Fracking Causes Blowouts too
Another day and yet another reported problem with fracking.
Canadian regulators are now investigating the possibility that fracking could have caused a blowout in a neighbouring well which was producing oil several hundred metres away.
The country’s Energy Resource Conservation Board was alerted last Friday after a landowner saw black fluid spraying fifteen metres into the air from a neighbour’s well. It is now investigating whether fracking by Calgary-based Midway Energy could have affected a nearby producing oil well owned by Wild Stream Exploration.
“We don’t know the details yet so it is premature to comment on the process, but my understanding is that it appears the fracturing process affected the other well,” said Cara Tobin, a spokeswoman for the Conservation Board.
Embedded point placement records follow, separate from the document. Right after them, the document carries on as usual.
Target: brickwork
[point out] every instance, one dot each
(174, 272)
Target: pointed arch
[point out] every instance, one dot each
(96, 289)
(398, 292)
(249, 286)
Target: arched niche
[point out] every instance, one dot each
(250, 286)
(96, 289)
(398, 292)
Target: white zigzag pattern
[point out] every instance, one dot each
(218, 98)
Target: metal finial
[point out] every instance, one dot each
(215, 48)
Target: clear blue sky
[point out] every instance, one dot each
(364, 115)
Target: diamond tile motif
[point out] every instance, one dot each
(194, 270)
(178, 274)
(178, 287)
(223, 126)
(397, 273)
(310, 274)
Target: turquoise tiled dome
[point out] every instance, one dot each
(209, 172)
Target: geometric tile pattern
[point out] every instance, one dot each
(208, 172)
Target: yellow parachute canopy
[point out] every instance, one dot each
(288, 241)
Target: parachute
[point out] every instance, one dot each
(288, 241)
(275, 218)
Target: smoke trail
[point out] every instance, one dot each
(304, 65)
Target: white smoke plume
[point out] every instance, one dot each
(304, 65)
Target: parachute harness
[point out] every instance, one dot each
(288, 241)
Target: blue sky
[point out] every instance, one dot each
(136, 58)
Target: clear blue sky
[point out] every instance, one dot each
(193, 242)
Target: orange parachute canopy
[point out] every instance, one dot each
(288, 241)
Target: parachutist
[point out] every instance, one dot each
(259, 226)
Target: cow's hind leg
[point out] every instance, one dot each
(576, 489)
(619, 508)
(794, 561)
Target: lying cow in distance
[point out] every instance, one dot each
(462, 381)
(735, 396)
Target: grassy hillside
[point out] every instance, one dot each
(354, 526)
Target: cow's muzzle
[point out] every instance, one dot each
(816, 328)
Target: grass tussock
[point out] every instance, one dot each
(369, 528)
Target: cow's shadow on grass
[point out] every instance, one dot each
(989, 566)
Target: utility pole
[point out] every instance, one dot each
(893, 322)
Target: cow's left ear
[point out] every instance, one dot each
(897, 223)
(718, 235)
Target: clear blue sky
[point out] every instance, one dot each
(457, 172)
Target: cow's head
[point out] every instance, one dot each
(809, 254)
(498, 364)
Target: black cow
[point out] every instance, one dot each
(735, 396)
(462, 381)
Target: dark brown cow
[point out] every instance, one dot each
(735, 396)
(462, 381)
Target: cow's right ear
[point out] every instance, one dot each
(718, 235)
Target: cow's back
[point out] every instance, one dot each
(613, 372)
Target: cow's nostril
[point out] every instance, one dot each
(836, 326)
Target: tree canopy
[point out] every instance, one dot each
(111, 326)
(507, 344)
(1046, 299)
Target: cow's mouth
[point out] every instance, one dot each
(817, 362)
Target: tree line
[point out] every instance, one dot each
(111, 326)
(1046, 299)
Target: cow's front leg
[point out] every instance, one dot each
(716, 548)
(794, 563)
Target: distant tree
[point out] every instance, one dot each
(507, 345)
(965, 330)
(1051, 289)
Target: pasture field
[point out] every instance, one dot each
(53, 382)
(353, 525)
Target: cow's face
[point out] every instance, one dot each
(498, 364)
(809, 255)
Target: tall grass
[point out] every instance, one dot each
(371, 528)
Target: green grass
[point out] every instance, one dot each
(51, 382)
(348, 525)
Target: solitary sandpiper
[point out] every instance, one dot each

Five similar incidents of fracking interfering with an existing well have been reported since 2005, Tobin adds.
“We’re still not quite sure what happened,” said Scott Ratushny, Midway Energy chief executive. “We’re still investigating it, but something allowed the frack to carry into the same zone, 130 to 140 metres away (underground).”
This is precisely the problem with fracking. The oil industry continues to argue that the process involves precision drilling and has known risks that can be mitigated.
But everywhere the industry goes there have been problems. Even wells being used to dispose of fracking waste are being linked to earthquakes.
Authorities in Ohio have become alarmed over a string of earthquakes in the town of Youngstown, which suffered 11 earthquakes last year. All the quakes have been near wells used for disposal of fracking waste.
The strongest, which was a magnitude 4.0, hit on New Year’s Eve. As a result of the earthquakes, the Ohio Department of Natural Resources announced it would suspend operations at five injection wells in the area.
Despite this the mayor of Youngstown, has even gone as far as to buy earthquake insurance because of the quakes. “You lose your whole house, that’s your life savings, and if you have no money or no insurance to replace it, then what do you do?” Mayor Charles P. Sammarone has said. “Information is needed to make the homeowner and the residents feel safe.”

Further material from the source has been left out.